Fintech innovators have the multi-trillion-dollar global retirement income market in their sights. An exciting example is the advent of blockchain-secured tontines as an alternative to traditional pensions and annuities.
What in the World is a Tontine?
A tontine is an investment pool managed in an actuarially fair way, according to a plan for distributing fully-funded payouts to investors. There are two key differences between a tontine and an ordinary investment. First, tontines investments are generally irrevocable. Second, account balances are not transferred to a member’s beneficiaries upon death. Instead, remaining assets are equitably apportioned among the pool’s surviving participants. Accordingly, monies forfeited by those who die increase the returns to those who survive.
These extra returns are referred to as “mortality credits.” In this way, tontines allow members to collect lifetime income by collectively self-pooling longevity risk among themselves. This obviates the need for (and cost of) an insurer as guarantor. Tontines are not insurance, though they can deliver lifetime income similar to payout annuities and pensions. Tontines simply cut out the middleman.

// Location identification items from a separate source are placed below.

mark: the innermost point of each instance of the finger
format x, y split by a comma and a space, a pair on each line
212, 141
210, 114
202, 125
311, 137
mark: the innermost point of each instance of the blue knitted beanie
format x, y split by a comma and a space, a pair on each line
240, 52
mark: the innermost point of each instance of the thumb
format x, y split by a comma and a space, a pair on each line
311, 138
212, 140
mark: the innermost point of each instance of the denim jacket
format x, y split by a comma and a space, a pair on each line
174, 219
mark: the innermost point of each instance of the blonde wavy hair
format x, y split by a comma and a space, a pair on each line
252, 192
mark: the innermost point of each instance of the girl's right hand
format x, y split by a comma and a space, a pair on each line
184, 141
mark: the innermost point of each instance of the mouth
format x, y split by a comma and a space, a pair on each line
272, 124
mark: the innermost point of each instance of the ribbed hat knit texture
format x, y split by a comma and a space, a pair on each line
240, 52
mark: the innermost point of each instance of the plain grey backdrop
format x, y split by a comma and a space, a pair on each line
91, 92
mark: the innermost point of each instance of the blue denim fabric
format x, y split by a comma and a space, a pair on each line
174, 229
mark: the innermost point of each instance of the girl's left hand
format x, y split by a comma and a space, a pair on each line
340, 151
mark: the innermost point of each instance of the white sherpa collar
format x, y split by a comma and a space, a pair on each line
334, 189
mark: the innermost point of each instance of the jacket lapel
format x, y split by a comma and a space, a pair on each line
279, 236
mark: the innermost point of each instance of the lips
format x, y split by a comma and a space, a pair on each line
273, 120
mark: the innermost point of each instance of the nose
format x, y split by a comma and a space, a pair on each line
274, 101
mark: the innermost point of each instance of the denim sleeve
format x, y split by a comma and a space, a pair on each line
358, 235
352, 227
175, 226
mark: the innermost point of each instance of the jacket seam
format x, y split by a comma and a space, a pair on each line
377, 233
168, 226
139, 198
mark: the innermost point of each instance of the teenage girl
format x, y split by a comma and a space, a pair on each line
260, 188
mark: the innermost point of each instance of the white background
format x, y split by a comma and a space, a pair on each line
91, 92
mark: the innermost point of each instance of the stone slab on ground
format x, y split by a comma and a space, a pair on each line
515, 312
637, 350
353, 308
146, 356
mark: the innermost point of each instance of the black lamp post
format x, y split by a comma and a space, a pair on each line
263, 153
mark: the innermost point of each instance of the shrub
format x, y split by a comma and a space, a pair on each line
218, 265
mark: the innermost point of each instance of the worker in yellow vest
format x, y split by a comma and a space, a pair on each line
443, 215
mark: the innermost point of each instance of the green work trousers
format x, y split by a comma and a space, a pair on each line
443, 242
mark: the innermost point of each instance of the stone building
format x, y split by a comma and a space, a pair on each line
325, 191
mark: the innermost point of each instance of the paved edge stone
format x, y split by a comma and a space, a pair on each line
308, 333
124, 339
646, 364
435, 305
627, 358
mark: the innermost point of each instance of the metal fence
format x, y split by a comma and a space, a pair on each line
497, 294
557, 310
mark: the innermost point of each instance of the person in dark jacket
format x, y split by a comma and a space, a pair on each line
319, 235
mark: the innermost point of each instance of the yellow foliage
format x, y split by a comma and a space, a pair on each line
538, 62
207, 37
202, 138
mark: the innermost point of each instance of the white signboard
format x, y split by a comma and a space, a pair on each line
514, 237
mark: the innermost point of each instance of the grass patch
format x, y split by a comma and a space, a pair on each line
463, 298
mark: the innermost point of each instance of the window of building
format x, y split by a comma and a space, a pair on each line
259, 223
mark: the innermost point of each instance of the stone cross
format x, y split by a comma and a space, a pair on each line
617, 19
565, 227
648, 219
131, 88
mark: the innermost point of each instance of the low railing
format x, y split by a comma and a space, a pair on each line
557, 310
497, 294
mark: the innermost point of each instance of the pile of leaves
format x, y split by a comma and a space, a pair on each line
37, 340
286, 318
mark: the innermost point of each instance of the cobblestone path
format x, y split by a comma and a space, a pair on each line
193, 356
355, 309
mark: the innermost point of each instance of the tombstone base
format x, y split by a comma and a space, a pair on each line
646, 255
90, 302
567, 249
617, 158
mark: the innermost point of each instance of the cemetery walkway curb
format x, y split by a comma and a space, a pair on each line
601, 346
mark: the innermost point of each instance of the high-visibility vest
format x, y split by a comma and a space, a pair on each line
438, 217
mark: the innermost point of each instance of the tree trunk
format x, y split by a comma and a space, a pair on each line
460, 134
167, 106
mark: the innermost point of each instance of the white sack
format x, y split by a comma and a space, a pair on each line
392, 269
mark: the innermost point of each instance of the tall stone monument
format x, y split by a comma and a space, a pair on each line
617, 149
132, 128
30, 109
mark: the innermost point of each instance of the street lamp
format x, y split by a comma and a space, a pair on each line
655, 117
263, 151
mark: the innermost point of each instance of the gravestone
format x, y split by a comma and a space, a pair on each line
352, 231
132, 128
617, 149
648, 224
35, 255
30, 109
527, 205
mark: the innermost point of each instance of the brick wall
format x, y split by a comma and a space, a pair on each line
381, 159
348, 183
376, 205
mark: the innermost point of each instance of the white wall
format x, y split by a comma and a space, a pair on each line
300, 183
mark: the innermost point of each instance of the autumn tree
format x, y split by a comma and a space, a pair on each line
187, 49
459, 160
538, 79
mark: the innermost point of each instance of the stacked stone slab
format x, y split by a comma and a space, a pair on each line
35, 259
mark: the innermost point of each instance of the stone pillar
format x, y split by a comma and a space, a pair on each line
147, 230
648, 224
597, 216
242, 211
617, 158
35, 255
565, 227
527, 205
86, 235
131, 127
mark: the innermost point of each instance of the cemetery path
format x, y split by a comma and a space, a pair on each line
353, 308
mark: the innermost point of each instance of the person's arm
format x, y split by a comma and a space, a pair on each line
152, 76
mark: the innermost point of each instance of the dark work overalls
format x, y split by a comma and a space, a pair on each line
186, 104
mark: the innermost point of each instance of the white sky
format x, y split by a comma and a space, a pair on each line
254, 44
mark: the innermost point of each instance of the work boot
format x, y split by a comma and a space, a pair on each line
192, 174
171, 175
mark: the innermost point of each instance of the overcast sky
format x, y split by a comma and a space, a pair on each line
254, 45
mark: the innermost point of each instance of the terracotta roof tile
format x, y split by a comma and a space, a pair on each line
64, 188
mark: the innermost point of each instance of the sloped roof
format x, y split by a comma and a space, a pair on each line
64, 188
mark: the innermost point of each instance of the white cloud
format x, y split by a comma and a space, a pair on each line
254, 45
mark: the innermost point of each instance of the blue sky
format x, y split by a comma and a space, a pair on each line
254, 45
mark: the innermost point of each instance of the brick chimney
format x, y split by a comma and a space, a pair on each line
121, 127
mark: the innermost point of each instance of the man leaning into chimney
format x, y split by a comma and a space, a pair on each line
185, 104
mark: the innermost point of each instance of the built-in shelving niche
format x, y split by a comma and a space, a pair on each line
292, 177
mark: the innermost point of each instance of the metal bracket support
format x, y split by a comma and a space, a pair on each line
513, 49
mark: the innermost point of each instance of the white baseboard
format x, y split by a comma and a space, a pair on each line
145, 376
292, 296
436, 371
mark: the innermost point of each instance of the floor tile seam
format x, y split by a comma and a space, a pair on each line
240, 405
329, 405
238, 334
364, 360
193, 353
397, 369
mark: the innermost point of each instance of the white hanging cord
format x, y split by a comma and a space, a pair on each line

A key feature of a tontine is that it can never be underfunded, since – unlike many defined benefit pension plans – no explicit financial promises or guarantees are made without assets to back them. Critically, tontines make no explicit payout promises: instead, the benefits they pay adjust up or down in a continually self-correcting manner, ensuring that the present value of a tontine’s payouts never exceeds the present value of its assets. Tontines can never become underfunded!
Where do Tontines Come From?
Tontines originated in Europe in 1653 as government-sponsored programs. Later, insurers began to offer them as “tontine insurance” policies. Unfortunately, many of these were non-transparent and some issuers took advantage of this by misappropriating assets. Insurance regulators stepped in to stop the misuse, and tontine insurance faded away in the United States.